Paisley Spree Festival
October 16th 2018
It was a great pleasure to be back at the Paisley Spree’s best venue, the fabulous Spiegel tent. A circular, swirling, special space with a spectacular stage surrounded by mirrors (hence the name), and with a great view from any perspective. The stage was set with instruments standing ready to be played, making the period of suspense as we waited for the music to start all the more potent.

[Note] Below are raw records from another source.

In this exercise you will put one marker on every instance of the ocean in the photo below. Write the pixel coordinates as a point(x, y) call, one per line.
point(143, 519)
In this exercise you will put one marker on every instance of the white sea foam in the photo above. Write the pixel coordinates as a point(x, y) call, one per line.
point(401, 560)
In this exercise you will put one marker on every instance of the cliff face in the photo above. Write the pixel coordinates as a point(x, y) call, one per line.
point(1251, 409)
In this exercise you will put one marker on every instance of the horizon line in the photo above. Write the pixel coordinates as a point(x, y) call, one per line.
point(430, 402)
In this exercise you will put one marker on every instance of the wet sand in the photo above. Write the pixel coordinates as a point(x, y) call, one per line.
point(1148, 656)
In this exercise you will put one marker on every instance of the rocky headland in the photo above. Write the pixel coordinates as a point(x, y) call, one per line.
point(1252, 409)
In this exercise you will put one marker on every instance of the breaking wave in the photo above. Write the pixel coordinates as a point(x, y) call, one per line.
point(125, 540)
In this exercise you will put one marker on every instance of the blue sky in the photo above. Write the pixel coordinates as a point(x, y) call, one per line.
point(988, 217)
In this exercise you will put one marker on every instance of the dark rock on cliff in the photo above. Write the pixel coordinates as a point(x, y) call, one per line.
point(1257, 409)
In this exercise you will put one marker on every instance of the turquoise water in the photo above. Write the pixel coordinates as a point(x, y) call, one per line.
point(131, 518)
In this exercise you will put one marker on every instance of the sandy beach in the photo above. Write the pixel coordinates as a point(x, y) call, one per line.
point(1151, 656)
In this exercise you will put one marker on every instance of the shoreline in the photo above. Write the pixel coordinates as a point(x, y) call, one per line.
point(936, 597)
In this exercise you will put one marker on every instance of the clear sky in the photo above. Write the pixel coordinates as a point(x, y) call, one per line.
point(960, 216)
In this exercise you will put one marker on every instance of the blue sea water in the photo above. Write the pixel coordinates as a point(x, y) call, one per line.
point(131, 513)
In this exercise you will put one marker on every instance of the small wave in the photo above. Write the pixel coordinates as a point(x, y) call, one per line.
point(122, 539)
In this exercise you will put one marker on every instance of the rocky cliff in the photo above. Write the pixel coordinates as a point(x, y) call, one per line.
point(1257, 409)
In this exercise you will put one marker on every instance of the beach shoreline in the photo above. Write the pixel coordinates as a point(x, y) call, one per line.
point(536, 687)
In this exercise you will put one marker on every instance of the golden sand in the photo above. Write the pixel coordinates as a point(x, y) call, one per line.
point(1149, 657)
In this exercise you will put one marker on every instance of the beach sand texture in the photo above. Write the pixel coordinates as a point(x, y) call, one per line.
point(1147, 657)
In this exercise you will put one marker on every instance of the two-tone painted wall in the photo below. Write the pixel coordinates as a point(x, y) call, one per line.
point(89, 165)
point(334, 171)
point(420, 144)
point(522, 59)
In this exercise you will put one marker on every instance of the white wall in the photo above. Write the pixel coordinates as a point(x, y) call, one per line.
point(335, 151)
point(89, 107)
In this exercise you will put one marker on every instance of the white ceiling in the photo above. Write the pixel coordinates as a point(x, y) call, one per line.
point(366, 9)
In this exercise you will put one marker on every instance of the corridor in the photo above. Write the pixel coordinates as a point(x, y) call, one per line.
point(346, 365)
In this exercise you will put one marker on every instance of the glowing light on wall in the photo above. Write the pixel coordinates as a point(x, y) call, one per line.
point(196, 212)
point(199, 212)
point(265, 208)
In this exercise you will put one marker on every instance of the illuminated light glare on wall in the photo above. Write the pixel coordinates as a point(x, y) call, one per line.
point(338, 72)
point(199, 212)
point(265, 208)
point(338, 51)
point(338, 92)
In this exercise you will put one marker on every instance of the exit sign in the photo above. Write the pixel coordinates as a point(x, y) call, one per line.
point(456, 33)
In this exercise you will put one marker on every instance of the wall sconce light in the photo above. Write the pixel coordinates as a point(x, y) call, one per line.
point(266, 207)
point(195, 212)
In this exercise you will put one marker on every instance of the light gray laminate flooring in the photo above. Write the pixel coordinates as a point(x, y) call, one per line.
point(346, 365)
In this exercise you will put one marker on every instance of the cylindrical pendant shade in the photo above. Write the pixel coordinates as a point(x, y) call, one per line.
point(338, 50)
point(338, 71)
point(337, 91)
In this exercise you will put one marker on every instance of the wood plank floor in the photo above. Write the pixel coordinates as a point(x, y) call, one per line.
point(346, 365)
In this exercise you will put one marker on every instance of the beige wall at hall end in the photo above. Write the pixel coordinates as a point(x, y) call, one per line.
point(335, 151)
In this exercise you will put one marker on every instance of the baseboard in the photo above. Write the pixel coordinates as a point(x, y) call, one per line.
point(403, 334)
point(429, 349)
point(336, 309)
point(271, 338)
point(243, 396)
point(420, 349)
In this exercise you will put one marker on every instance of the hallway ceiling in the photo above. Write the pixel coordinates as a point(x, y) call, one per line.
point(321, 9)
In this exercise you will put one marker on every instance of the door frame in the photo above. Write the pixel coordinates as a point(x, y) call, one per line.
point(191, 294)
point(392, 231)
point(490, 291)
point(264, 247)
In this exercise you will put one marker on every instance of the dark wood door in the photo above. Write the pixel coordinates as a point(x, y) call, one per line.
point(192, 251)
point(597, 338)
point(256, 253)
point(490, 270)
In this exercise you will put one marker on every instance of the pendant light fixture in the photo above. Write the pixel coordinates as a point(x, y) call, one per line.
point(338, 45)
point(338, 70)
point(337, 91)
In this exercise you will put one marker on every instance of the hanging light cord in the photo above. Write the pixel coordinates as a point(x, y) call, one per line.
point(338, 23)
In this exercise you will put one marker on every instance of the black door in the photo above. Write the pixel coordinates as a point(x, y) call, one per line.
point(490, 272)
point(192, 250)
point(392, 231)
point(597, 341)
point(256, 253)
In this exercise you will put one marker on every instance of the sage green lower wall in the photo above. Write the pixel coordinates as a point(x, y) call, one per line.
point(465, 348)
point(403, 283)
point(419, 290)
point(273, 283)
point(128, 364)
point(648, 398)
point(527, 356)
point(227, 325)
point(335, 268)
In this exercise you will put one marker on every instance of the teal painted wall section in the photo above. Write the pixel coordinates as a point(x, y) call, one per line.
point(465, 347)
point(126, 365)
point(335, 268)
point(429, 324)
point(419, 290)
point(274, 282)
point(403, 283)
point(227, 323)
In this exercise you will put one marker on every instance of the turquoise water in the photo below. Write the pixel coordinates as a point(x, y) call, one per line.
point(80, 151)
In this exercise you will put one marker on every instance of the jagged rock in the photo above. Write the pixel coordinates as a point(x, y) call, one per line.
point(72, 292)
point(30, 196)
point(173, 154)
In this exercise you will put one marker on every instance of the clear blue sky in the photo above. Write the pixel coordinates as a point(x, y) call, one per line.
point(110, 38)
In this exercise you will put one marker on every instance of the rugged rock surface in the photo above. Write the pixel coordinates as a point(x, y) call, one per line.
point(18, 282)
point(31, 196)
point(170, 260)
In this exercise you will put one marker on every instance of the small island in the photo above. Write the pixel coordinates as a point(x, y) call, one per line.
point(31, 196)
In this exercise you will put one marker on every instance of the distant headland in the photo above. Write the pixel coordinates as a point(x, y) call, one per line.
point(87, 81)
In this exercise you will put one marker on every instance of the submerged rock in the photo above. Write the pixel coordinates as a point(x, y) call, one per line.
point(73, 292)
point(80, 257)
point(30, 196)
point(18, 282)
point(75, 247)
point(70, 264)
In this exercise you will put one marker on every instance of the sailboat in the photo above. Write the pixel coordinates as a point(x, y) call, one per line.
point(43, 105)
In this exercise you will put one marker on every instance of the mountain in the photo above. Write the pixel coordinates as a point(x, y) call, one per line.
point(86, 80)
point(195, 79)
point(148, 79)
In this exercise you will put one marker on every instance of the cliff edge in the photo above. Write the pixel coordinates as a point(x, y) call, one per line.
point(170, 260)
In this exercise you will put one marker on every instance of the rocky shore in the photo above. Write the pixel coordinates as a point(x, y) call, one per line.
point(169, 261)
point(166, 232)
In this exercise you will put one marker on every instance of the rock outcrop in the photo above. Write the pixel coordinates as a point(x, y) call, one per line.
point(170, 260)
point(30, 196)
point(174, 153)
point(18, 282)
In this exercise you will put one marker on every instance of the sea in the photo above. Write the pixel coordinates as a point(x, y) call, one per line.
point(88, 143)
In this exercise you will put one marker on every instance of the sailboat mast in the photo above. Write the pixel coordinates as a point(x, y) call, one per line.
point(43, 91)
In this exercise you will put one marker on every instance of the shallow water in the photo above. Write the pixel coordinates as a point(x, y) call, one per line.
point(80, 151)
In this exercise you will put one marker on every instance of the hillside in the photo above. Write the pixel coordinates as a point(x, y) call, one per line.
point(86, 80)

Callum Ingram is a Paisley born musician trained on the cello and is known for mixing a wide variety of musical genres. Sitting down with his electric cello, he took the room by storm with highly charged vocals, the lyrics and melody strongly influenced by blues tradition. But his talent far extends beyond just one simple musical genre, including at one point a sound similar to the sitar. Having got us in the mood quite beautifully, his music introduced the main act for the evening with passion and a great deal of enthusiasm – Vieux Farka Toure from Mali, often referred to as the ‘Hendrix of the Sahara.’
Vieux sat down with a guitar and a mic and proved instantly that power in music does not always come with numbers. In fact, his musical grace somehow pulled us in to a far greater degree than more lively music could have. As he began to sing in sync with his guitar, I found myself listening to music that I had only ever heard in recordings, and like everyone in the room, was mesmerised and filled with awe and respect. His African lyrics brought a style with them that his melodies translated into something that was free for all to understand. This performance was pure, joyful entertainment.
We could hear multiple genres in each of his masterful nuances. Entwining them and using them to tell stories the highs and lows of his life experiences, understood in the universality of music. There was something pure and wise streaming from his fingers as they moved up and down the neck of his guitar. Later, he brought Calum back on stage and the two musicians jammed together, blending their instruments in a masterly way to fill the space with ever more intriguing melodies and new musical insights. They smiled in appreciation of each other’s skill.
It was wonderful to walk into that famous tent to a warm welcome and an enticing evening; to be surrounded by music at its most meaningful and universal; to be glued to your seat by the sheer virtuosity on display. If you ever get the chance to go and see Vieux or Callum live, take it, you won’t regret it.